Thus in Steel and Others v United Kingdom (1998) 28 EHRR 603, freedom of expression was said to constitute
"101. an essential foundation of democratic society and one of the basic conditions for its progress and for each individual's self-fulfillment”.
Similarly in Ezelin v France (supra) [53], the court considered that: -
"53…that the freedom to take part in a peaceful assembly - in this instance a demonstration that had not been prohibited - is of such importance that it cannot be restricted in any way, even for an avocat, so long as the person concerned does not himself commit any reprehensible act on such an occasion."
In Ziliberberg v Moldova (App no 61821/00, 4 May 2004, unreported), the court observed at the outset that
" 2…the right to freedom of assembly is a fundamental right in a democratic society and, like the right to freedom of expression, is one of the foundations of such a society".
These well-known statements set out in the last three preceding paragraphs were cited by Lord Bingham of Cornhill with approval in R (Laporte) v Chief Constable of Gloucestershire [2007] 2 AC 105 [36].
A similar approach to Articles 10 and 11 has been expressed by our courts. For example, Lord Neuberger M.R explained the significance of the Article 10 and 11 rights of protestors when he gave the only reasoned judgment of the Court of Appeal in Mayor of London (on behalf of the GLA) v Hall (supra) when he explained in relation to a previous demonstration in Parliament Square, that: -
“17. The right to express views publicly, particularly on the important issues about which the defendants feel so strongly, and the right of the defendants to assemble for the purpose of expressing and discussing those views, extends to the manner in which the defendants wish to express their views and to the location where they wish to express and exchange their views. If it were otherwise, these fundamental human rights would be at risk of emasculation. Accordingly, the defendants' desire to express their views in Parliament Square, the open space opposite the main entrance to the Houses of Parliament, and to do so in the form of the Democracy Village, on the basis of relatively long term occupation with tents and placards, are all, in my opinion, within the scope of Articles 10 and 11”.
The claimant’s case is that section 143 of the Act constitutes in practice an “absolute prohibition” on any form of long term protest in Parliament Square. This is disputed by the Secretary of State who contends that Part 3 of the Act does not contain a prohibition, but that Part 3 merely confers a power on a Constable and an officer authorised by Westminster, in the exercise of which account must be taken of the Convention rights of protesters including those rights set out in Articles 10 and 11. In any event, the Secretary of State contends that the claimant’s rights under Articles 10 and 11 are not infringed by the fact that she cannot put up and sleep in a tent in Parliament Square, bearing in mind that she and anybody else can protest for 24 hours in Parliament Square.
Ms Simor also contends that section 143 of the Act infringes the positive obligation imposed on the State to ensure that citizens such as the claimant can protest and express their views.
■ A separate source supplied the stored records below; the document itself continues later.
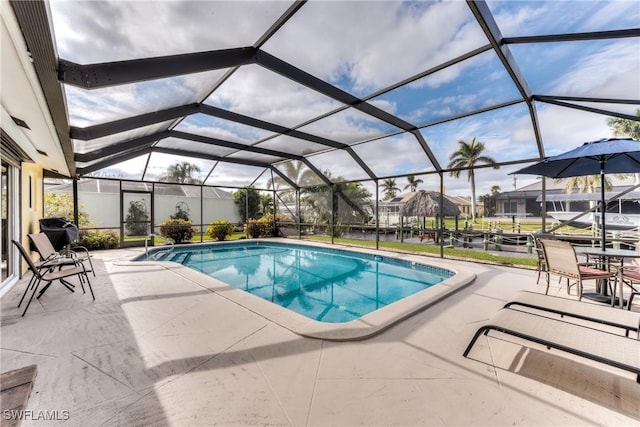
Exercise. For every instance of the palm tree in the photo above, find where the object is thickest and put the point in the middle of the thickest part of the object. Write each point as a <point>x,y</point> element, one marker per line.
<point>389,188</point>
<point>181,173</point>
<point>266,204</point>
<point>468,156</point>
<point>626,127</point>
<point>413,183</point>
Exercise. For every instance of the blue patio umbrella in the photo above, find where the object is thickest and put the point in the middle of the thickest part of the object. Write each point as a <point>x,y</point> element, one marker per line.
<point>606,156</point>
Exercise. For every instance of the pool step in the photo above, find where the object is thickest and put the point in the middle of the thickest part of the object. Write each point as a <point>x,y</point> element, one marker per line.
<point>181,257</point>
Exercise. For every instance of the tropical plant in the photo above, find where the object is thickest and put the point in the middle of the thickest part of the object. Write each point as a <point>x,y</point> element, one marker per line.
<point>219,230</point>
<point>591,183</point>
<point>182,211</point>
<point>136,222</point>
<point>247,200</point>
<point>413,183</point>
<point>262,227</point>
<point>625,127</point>
<point>351,203</point>
<point>266,205</point>
<point>61,204</point>
<point>182,173</point>
<point>389,188</point>
<point>91,240</point>
<point>469,156</point>
<point>179,230</point>
<point>586,184</point>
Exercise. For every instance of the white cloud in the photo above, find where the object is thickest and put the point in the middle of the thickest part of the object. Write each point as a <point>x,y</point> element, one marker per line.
<point>351,45</point>
<point>257,92</point>
<point>610,70</point>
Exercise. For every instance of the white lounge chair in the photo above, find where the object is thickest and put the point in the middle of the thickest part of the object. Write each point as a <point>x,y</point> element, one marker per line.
<point>604,347</point>
<point>598,313</point>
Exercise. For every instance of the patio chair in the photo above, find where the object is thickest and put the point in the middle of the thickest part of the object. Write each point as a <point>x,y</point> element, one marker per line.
<point>598,345</point>
<point>629,275</point>
<point>45,249</point>
<point>562,261</point>
<point>46,272</point>
<point>542,263</point>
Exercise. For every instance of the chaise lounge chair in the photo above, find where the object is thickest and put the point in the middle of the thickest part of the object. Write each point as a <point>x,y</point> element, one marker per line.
<point>611,349</point>
<point>597,313</point>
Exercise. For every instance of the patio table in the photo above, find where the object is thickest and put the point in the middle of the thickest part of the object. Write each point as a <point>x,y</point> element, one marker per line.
<point>606,259</point>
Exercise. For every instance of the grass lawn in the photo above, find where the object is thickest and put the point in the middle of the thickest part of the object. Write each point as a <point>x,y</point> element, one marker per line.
<point>432,250</point>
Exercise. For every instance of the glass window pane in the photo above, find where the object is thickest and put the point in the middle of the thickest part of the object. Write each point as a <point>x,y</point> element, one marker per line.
<point>218,205</point>
<point>179,169</point>
<point>286,206</point>
<point>349,126</point>
<point>596,68</point>
<point>177,201</point>
<point>338,165</point>
<point>539,17</point>
<point>363,47</point>
<point>468,86</point>
<point>254,91</point>
<point>91,107</point>
<point>506,132</point>
<point>408,156</point>
<point>233,175</point>
<point>263,182</point>
<point>204,125</point>
<point>98,203</point>
<point>137,29</point>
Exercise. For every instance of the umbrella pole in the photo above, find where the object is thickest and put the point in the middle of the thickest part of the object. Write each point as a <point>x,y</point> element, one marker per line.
<point>603,207</point>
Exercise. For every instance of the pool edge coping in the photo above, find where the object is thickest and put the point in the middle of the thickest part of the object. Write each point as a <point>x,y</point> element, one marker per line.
<point>358,329</point>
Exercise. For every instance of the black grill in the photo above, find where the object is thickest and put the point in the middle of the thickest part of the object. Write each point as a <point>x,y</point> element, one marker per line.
<point>60,231</point>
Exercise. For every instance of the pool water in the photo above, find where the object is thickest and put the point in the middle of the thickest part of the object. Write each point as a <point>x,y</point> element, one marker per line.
<point>327,285</point>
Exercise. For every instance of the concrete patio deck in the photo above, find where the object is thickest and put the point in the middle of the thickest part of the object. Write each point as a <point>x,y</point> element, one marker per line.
<point>156,348</point>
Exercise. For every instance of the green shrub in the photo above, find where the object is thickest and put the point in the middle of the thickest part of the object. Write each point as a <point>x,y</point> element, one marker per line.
<point>219,230</point>
<point>178,229</point>
<point>262,227</point>
<point>99,239</point>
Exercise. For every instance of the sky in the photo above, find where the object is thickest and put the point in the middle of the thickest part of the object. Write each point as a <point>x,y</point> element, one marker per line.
<point>364,48</point>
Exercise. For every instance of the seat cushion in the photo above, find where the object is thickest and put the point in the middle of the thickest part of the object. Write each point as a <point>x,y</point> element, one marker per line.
<point>593,272</point>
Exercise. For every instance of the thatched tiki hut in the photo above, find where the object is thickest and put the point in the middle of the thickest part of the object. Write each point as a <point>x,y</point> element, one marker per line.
<point>427,204</point>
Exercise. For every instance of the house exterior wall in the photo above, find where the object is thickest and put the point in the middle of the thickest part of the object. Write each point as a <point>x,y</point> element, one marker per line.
<point>31,202</point>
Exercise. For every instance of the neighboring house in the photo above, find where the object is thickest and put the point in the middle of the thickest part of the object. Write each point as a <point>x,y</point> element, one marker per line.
<point>526,201</point>
<point>100,199</point>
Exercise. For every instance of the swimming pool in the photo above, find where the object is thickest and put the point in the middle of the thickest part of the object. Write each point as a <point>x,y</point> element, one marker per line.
<point>359,328</point>
<point>327,285</point>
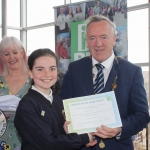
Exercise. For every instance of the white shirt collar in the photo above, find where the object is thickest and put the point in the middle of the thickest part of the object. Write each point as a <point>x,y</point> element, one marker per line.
<point>107,63</point>
<point>48,97</point>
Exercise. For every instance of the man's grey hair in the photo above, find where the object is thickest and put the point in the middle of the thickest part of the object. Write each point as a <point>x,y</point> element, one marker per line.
<point>97,18</point>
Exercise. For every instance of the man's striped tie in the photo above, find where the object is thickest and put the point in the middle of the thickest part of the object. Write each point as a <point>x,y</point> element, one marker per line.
<point>99,80</point>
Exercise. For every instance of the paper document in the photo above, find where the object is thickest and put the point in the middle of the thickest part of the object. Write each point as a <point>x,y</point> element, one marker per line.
<point>89,112</point>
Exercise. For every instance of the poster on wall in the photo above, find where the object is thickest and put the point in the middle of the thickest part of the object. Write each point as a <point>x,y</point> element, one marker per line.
<point>70,28</point>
Mr Jonathan Swift QC, who appears for the Secretary of State, submits that the positive duty imposed on the State does not extend that far and that any duty on the State would have been satisfied by the existing rights to protest, even after taking account of sections 143 and 145 of the Act. Mr Swift contends that, in any event, even if there had been infringements of the claimant’s rights as specified in Articles 10(1) and 11(1), then the provisions in Articles 10(2) and 11(2) show that there have been no actual breaches committed as the terms of sections 143 and 145 of the Act can be justified. In any event, Mr Swift says that any interference with the claimant’s rights can be justified by reliance on the margin of appreciation accorded to the State. All of these submissions are disputed by Ms Simor.
Does Section 143 constitute a prohibition against erecting or using a tent or does it contain a power to direct a party to stop doing these things?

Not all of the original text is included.